With all the talk about green alternatives, LED lighting is set to become a multi-billion industry in Australia, with the state and federal governments set to pass legislation dictating to both electricians and installers as to what they can install in terms of new and retrofitted lighting.In NSW, the state government has already made moves to eliminate power hungry lighting in residential buildings and a number of builders and installers have been forced to shift to new power-saving technologies such as LEDs.
LED or a light-emitting diode is a semiconductor diode that emits incoherent narrow-spectrum light in the form of electroluminescence.
The color of the emitted light depends on the composition and condition of the semiconducting material used, and can be infrared, visible, or ultraviolet.
LEDs can also be used as a regular household light source and also in application such as retail displays and signs.
According to one LED distributor, Spectrum Lighting, recent technical advances have dramatically improved the reliability and the performance of LEDs since they were invented in the 1960s.
The lifetime for the new generation of LEDs is about 100,000 hours of use, or 30 to 40 years of normal operation. As they are a semiconductor device, they are also very rugged and are not subject to fail when dropped or vibrated as are incandescent or fluorescent lights.

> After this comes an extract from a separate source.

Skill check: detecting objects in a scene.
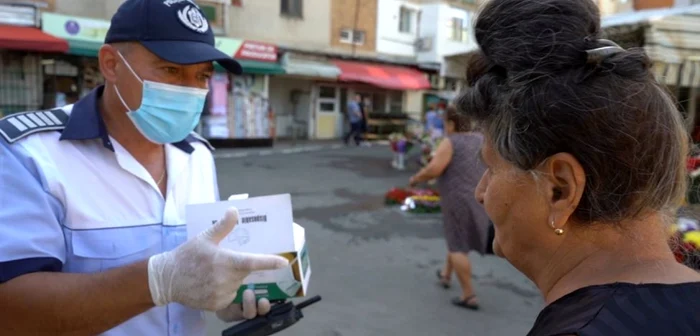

The original LEDs only emitted light of one frequency or colour of light. These were blues, greens, yellows, oranges or reds and they were unsuited for domestic lighting. Recent innovations in materials, doping and die structure have developed high brightness LEDs that emit light in all visible frequencies to produce white light.
According to Owen Manley, Technical Manager of the Lighting Council of Australia, a body that represents most of the lighting makers and distributors in the country, the technological advances in LED lighting has been “exponential”, and that the technology has managed to achieve in 10 years what took incandescent lights “50 years to achieve”.
Regardless, says Manley, there are many misconceptions about LED lighting, most of which surrounds the “quoted lifespan of the lights themselves and also where they can be used”.
Moreover he notes that the LED light should not be seen as a simple replacement for other, older technologies, as when installing LEDs, you have to consider a whole raft of factors “including wall colours, architectural features like alcoves and also positioning of the lights themselves”.
Regardless, Manley is also adamant the LED technology is very much the future of a lot of lighting applications, both here and overseas.
By comparing the power consumption of LEDs to fluorescent and incandescent lights its no wonder as a fluorescent would use 5 W, and incandescent 7W but an LED would only use up 2W over the same period.
And in terms of lifespan, an incandescent light may last up to 1000 hours; an LED one can do 100,000.
Project Manager and Interior Designer Antoinette Richards is one industry professional who has had to come up to speed on the whole LED/Halogen issue recently.
As a project manager/house builder and currently renovating her own home, Richards found the issue of LED lighting to have as many pitfalls as it does benefits.
“We wanted to do an eco-green style construction and we looked at a whole range of lighting technologies including using water tanks, fluorescent lights and the like”.
When it came to the lighting part said Richards, “we found that the eco-flourescent light produce a blue light which is very unflattering for walls, furniture and even people”.
Furthermore she notes that, “we started exploring what was available and found that unless you only need to have an indirect light source like that used in a blind box scenario and pointed towards the roof, the effect is really ugly”.
Therefore she notes, halogens are about your only real option.
Moreover says Richards, the NSW government has now passed laws that require any new or retrofitted building to ensure that any halogen lighting is at least “150 mm away from any building material” – in effect, making nigh impossible to install halogen downlights practically in any roof or wall cavity.
This Richards agrees is a back-door way of eliminating halogen lights, in the same way tungsten wire globes was done.
“Within 4-5 years’, she notes, “Halogen lights will go the same was as incandescent lights”.
So LEDs as grow in popularity, their applications too will become more widespread – in fact in terms of retail displays, outdoor signage and strip lighting, LEDs have already established a foothold.
However pricing and light colour issues still need to be ironed out, although in many ways, such as power consumption, heat output and even from a safety angle, LEDs have a lot going for them.